Specifically, we define three levels of AI assistance usage: insignificant, low and substantial. We will group the different use cases according to these three categories and we will define CEUR-WS stance.
Insignificant. Activities like: i) paraphrasing and refining the manuscript content (using Grammarly or other spell checkers), and ii) smart composition (via predictive keyboards) are widely accepted and do not need any acknowledgement.
Low. The use of AI tools for searching and generating literature review is acceptable upon authors’ checks. Authors must review the content and adjust/add references to line up with the narrative of their manuscript. In case of generating unoriginal content (i.e., definition, or description of well-known concepts) may be acceptable provided that the authors have checked it to be accurate and included proper references to the original content.

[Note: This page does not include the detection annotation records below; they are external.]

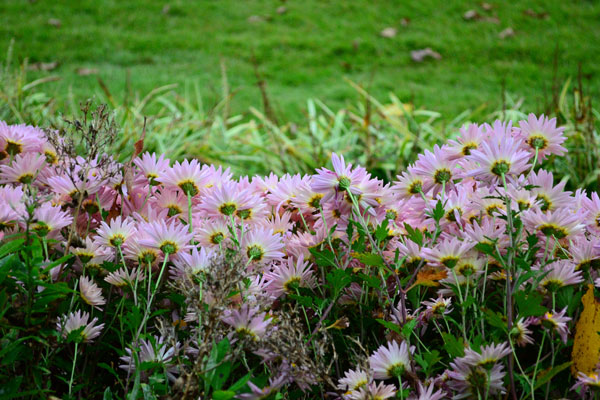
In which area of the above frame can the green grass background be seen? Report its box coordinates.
[0,0,600,120]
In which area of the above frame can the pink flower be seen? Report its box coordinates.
[79,276,106,309]
[242,228,285,264]
[369,341,414,379]
[223,304,272,340]
[519,114,567,160]
[56,311,104,343]
[265,256,315,298]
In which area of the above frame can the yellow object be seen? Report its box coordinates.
[571,284,600,375]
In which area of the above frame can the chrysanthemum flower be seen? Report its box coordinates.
[348,382,396,400]
[522,208,584,239]
[448,124,488,159]
[133,152,170,184]
[265,256,315,298]
[157,160,207,196]
[540,260,583,292]
[119,336,181,381]
[194,219,231,247]
[408,144,456,193]
[467,133,530,183]
[170,247,214,278]
[96,215,135,248]
[56,310,104,343]
[510,318,534,347]
[423,237,475,268]
[519,114,567,160]
[0,121,45,156]
[0,153,46,185]
[311,153,368,201]
[79,276,106,309]
[369,341,414,379]
[537,307,571,344]
[527,169,573,211]
[337,368,371,392]
[222,304,272,340]
[421,296,452,316]
[138,221,194,256]
[33,203,73,236]
[446,357,506,399]
[104,268,144,287]
[408,382,449,400]
[242,227,285,263]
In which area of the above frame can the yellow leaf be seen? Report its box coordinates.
[571,284,600,375]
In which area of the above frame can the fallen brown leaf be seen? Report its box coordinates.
[27,61,58,71]
[463,10,481,21]
[48,18,61,28]
[410,47,442,62]
[379,27,398,38]
[498,27,515,39]
[75,68,99,76]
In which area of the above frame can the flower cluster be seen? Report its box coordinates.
[0,115,600,399]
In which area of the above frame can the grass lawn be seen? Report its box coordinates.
[0,0,600,119]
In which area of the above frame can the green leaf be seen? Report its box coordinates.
[212,390,235,400]
[352,253,383,267]
[442,332,465,357]
[327,268,352,297]
[534,361,573,389]
[514,290,548,318]
[376,318,402,335]
[0,239,25,258]
[375,218,389,242]
[308,249,336,267]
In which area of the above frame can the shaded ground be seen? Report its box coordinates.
[0,0,600,119]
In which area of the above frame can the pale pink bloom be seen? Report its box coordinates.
[56,310,104,343]
[265,256,316,298]
[0,121,46,156]
[222,304,272,340]
[446,357,506,399]
[521,208,585,239]
[540,260,583,292]
[510,318,534,347]
[196,181,253,219]
[33,203,73,236]
[119,336,181,381]
[527,169,573,211]
[408,144,457,193]
[519,114,567,160]
[0,153,46,184]
[408,382,449,400]
[104,267,144,287]
[138,220,194,256]
[157,160,208,196]
[423,236,475,268]
[348,382,396,400]
[337,368,371,392]
[71,237,115,268]
[149,188,188,221]
[311,153,368,201]
[79,276,106,309]
[466,134,530,183]
[133,152,170,182]
[242,227,285,264]
[391,167,424,198]
[369,341,415,379]
[194,219,231,247]
[235,374,289,400]
[96,215,136,248]
[170,247,214,278]
[448,124,488,159]
[536,307,571,344]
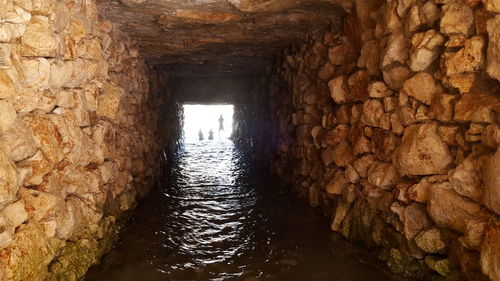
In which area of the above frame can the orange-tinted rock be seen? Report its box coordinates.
[427,182,481,233]
[394,123,453,175]
[454,94,500,123]
[481,221,500,281]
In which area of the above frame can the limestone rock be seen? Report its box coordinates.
[455,94,500,123]
[430,94,457,122]
[483,148,500,214]
[332,141,354,167]
[403,202,432,240]
[483,0,500,13]
[0,118,37,162]
[358,40,380,76]
[0,70,16,99]
[24,115,64,163]
[394,123,453,175]
[415,228,446,254]
[368,162,400,190]
[481,124,500,148]
[427,182,481,233]
[326,170,348,195]
[401,72,443,105]
[383,66,412,90]
[486,15,500,81]
[440,1,474,36]
[0,201,28,228]
[368,81,394,98]
[450,155,486,202]
[361,99,391,130]
[0,100,17,133]
[21,16,57,57]
[410,29,445,72]
[406,1,441,33]
[0,149,19,209]
[481,221,500,281]
[0,221,54,281]
[353,154,376,178]
[444,36,485,77]
[381,33,408,68]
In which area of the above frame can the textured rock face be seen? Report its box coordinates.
[0,0,166,280]
[394,124,453,175]
[271,0,500,280]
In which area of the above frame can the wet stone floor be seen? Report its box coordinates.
[85,141,399,281]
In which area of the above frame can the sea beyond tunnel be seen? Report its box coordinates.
[0,0,500,281]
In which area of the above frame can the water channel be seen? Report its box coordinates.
[85,140,399,281]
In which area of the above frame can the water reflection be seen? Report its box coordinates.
[86,141,400,281]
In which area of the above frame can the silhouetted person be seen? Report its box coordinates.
[219,114,226,139]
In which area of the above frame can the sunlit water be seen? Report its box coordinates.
[86,141,396,281]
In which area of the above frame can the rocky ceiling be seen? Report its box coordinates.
[97,0,350,71]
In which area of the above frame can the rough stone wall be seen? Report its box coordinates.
[270,0,500,281]
[0,0,159,280]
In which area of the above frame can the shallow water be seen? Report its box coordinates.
[85,141,398,281]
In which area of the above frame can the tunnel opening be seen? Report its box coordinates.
[0,0,500,281]
[182,104,234,143]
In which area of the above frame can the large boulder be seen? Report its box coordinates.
[483,148,500,214]
[0,147,19,209]
[486,15,500,80]
[394,123,453,175]
[427,182,481,233]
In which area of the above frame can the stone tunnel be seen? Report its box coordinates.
[0,0,500,281]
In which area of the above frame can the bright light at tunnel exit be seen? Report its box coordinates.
[183,104,234,142]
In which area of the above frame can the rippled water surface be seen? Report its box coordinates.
[85,141,397,281]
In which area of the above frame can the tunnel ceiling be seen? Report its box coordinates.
[98,0,351,73]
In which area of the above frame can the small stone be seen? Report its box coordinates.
[383,66,412,90]
[486,15,500,81]
[0,70,16,100]
[0,118,37,162]
[430,94,457,122]
[483,148,500,214]
[353,154,376,178]
[347,70,370,102]
[381,33,409,68]
[21,16,57,57]
[0,201,28,228]
[332,141,354,167]
[440,1,474,36]
[318,62,335,81]
[415,228,446,254]
[358,40,380,76]
[427,182,481,233]
[483,0,500,13]
[368,81,394,98]
[326,170,348,195]
[454,94,500,123]
[96,83,123,120]
[450,155,488,202]
[0,100,17,133]
[444,36,485,77]
[401,72,443,105]
[481,124,500,148]
[481,221,500,281]
[368,162,400,190]
[328,76,347,104]
[394,123,453,175]
[361,99,391,130]
[410,29,445,72]
[0,149,19,209]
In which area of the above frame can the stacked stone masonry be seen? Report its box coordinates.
[270,0,500,281]
[0,0,162,281]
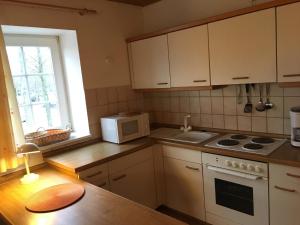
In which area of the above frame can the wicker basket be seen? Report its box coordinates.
[25,129,71,147]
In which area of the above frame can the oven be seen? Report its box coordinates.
[203,153,269,225]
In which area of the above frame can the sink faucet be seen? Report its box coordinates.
[180,114,192,132]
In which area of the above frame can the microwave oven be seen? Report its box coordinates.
[101,113,150,144]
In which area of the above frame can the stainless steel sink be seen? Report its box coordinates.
[164,131,218,144]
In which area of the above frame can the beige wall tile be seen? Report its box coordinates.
[252,117,267,133]
[107,87,118,103]
[224,116,237,130]
[179,96,190,113]
[223,85,237,97]
[171,97,180,113]
[283,119,291,135]
[237,116,252,131]
[97,88,108,105]
[283,87,300,97]
[200,114,212,127]
[85,89,98,108]
[190,97,200,113]
[212,115,225,129]
[211,97,224,115]
[283,97,300,118]
[200,97,211,114]
[267,118,283,134]
[267,97,283,118]
[224,97,237,115]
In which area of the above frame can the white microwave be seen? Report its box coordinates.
[101,113,150,144]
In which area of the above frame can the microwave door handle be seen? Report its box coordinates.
[207,166,262,180]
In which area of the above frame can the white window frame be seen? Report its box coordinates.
[4,34,72,134]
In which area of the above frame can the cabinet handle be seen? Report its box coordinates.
[283,74,300,77]
[87,171,102,178]
[185,166,199,171]
[97,182,106,187]
[113,174,126,181]
[274,185,296,193]
[232,77,249,80]
[157,83,168,85]
[286,173,300,178]
[193,80,207,83]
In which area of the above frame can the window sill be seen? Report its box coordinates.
[40,132,92,153]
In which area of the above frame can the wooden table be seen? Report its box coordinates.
[0,167,186,225]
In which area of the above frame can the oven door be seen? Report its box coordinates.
[203,165,269,225]
[118,115,143,143]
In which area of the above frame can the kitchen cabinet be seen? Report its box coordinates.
[128,35,170,89]
[277,2,300,82]
[78,163,110,190]
[168,25,210,87]
[109,147,157,208]
[269,164,300,225]
[163,146,205,221]
[208,8,276,85]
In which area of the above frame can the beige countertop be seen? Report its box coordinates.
[45,138,154,173]
[0,167,187,225]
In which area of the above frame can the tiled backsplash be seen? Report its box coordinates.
[144,84,300,135]
[85,86,143,138]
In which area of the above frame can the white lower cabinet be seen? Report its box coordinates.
[163,146,205,221]
[270,164,300,225]
[109,147,157,208]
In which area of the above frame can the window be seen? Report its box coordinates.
[5,35,69,134]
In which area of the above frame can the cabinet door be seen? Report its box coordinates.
[168,25,210,87]
[270,164,300,225]
[129,35,170,89]
[164,157,205,221]
[110,160,157,208]
[277,3,300,82]
[208,8,276,85]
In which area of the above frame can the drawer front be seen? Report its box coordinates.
[109,147,153,174]
[163,145,202,164]
[269,163,300,187]
[78,163,108,181]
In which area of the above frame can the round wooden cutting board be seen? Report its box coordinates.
[26,183,85,213]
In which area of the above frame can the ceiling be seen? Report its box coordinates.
[108,0,161,6]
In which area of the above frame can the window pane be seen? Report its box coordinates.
[13,76,30,106]
[6,46,25,76]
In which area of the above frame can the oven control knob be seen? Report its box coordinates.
[225,160,232,167]
[255,166,262,173]
[240,163,247,170]
[232,161,239,168]
[247,164,255,171]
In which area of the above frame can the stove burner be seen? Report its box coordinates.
[252,137,274,144]
[243,143,264,150]
[218,139,240,146]
[231,134,248,140]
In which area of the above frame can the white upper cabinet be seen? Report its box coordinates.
[129,35,170,89]
[208,8,276,85]
[277,3,300,82]
[168,25,210,87]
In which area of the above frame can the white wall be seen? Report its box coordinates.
[143,0,270,33]
[0,0,143,89]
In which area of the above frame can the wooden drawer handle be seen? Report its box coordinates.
[274,185,296,193]
[283,74,300,77]
[97,182,106,187]
[157,83,168,85]
[87,171,103,178]
[113,174,126,181]
[232,77,250,80]
[185,166,199,171]
[286,173,300,179]
[193,80,207,83]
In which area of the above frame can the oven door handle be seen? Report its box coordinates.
[207,166,262,180]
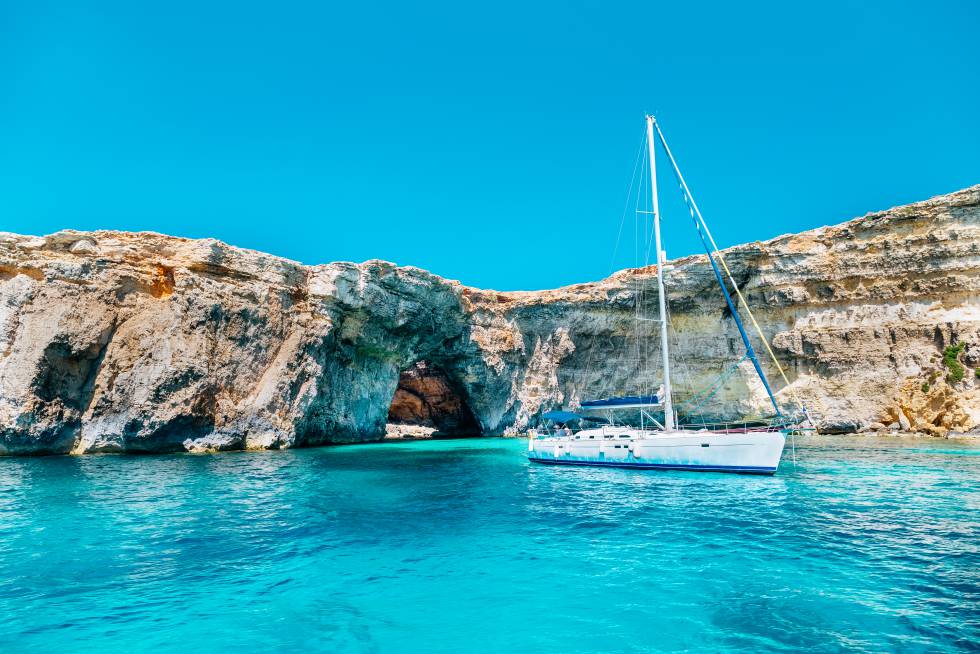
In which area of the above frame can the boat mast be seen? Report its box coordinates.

Substantial. Using AI assistants for generating new ideas as well as new text is unacceptable. Most of the generated content may derive from existing work. Potential issues with such practice are related to originality, plagiarism, ownership, and authorship, whose consequences and impact are not yet clear.
Regardless of the cases above, CEUR-WS publishes original work from named authors, and thus contributions from AI assistants can only be stated in the acknowledgements and/or by suitable references at the original research papers. We require that all authors and workshop editors adhere to these guidelines. Their violation will lead to the removal of the published paper or the whole volume, similar to our procedures dealing with plagiarism.
As this technology is in current development, we plan to continuously review this policy in the upcoming months.
This policy section is partly inspired by the “ACL 2023 Policy on AI Writing Assistance” available here.
Related documents:
- US Copyright Office's Guidance on AI-Generated Material (2023-03-16)
And I'd like to add a note on Tinkeringbell's answer:
I'd ask you (and everyone else who's considering doing this) why you think there's a need to use the LLM for this. It seems like a case of 'when you have a hammer, everything looks like a nail'. LLMs like ChatGPT aren't specifically designed as tools for spelling/grammar checking. It just takes a prompt and uses some kind of statistical relationships it learned during training to make some text.
Not being designed to be a specific tool doesn't make them bad. E.g., LLMs are not designed to do text summarization specifically, however they are state-of-the-art text summarizers. Therefore, the argument is invalid.